The number of U.S. adults aged 65 and over is rapidly increasing: by 2030, they’re estimated to represent about 70% of cancer diagnoses. During a session on Friday, April 12, 2019, at the ONS 44th Annual Congress in Anaheim, CA, speakers discussed how the complexities of cancer care can affect the expanding population of older adults with cancer.

Personalizing Care

Sincere McMillan, MS, ANP-BC, RN, nurse practitioner in the Department of Geriatric Medicine at Memorial Sloan Kettering Cancer Center in New York, NY, described scenarios of older adults who are the same age, yet have quite different physical, psychosocial, and supportive care needs.

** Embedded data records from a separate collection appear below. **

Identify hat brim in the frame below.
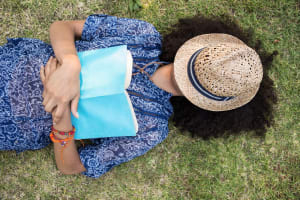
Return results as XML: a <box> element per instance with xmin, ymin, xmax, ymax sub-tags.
<box><xmin>174</xmin><ymin>33</ymin><xmax>259</xmax><ymax>111</ymax></box>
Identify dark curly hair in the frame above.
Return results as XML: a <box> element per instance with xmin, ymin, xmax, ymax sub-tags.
<box><xmin>161</xmin><ymin>16</ymin><xmax>278</xmax><ymax>138</ymax></box>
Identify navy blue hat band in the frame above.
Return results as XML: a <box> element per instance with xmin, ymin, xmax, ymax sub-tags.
<box><xmin>187</xmin><ymin>48</ymin><xmax>234</xmax><ymax>101</ymax></box>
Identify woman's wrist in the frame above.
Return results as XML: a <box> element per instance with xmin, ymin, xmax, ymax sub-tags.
<box><xmin>61</xmin><ymin>54</ymin><xmax>81</xmax><ymax>72</ymax></box>
<box><xmin>51</xmin><ymin>126</ymin><xmax>75</xmax><ymax>140</ymax></box>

Through case discussions, McMillan conveyed the need for personalizing care because “a one-size-fits-all approach to caring for an older adult with cancer misses the fundamental importance of individualized, comprehensive assessment."

Use of a geriatric assessment (GA) also promotes informed decision making. McMillan described GA as a multidimensional, interdisciplinary evaluation that identifies various deficits, possible triggers that exacerbate those deficits, and potential risks for adverse treatment effects. It includes measurement of cancer treatment’s effect on cognition, functional status, and psychological domains, so nurses can use evidence-based interventions to improve patients’ quality of life and clinical outcomes. Experts recommend a baseline GA when cancer treatment decisions are being made and at regular intervals throughout treatment, McMillan said.

Comorbidities, Chemo Toxicity, and Tools to Measure Them

Diane G. Cope, PhD, APRN, BC, AOCNP®, director of nursing and oncology nurse practitioner at Florida Cancer Specialists and Research Institute in Fort Myers, explained how integrating assessment findings and evidence-based toxicity screening tools into treatment decisions can help predict chemotherapy toxicity in older adults. Treatment evaluation should include assessing risk versus benefit and must consider comorbidities. More than 50% of older adults have three or more chronic conditions, often resulting in polypharmacy, and about 49%–64% of them are likely to experience at least grade 3 toxicity during cytotoxic treatment, Cope cited.

Valid and reliable tool selection is critical, Cope explained, because “the use of screening chemotherapy toxicity tools may improve quality of life, maximize dose intensity, and improve outcomes in older adults with cancer.” Although a GA can be helpful in identifying geriatric-related problems, it should not be used to determine chemotherapy toxicity risk. According to Cope, tools that have shown effectiveness in predicting treatment toxicity risk include the Chemotherapy Risk Assessment Score High-Age Patients Toxicity Tool, and the Cancer and Aging Research Group Chemo Toxicity Calculator.


Rowena (Moe) Schwartz, PharmD, BCOP, associate professor of pharmacy practice at the University of Cincinnati James L. Winkle College of Pharmacy in Ohio, stressed the importance of early risk identification and use of effective strategies that help minimize the impact polypharmacy can have on cancer treatment. Schwartz discussed possible consequences of inappropriate medication use, including case studies of adverse drug reactions or drug interactions that resulted in increased complexity and cost of care. Methods of screening for inappropriate medications including the Beers Criteria, Screening Tool of Older Person’s Prescriptions, Healthcare Effectiveness Data and Information Set, and Medication Appropriateness Index.

Schwartz also detailed tactics to optimize cancer drug therapy when potentially problematic polypharmacy has been identified, including using treatment plan and medication reviews, computerized system alerts, educational interventions, and medication reduction or discontinuation.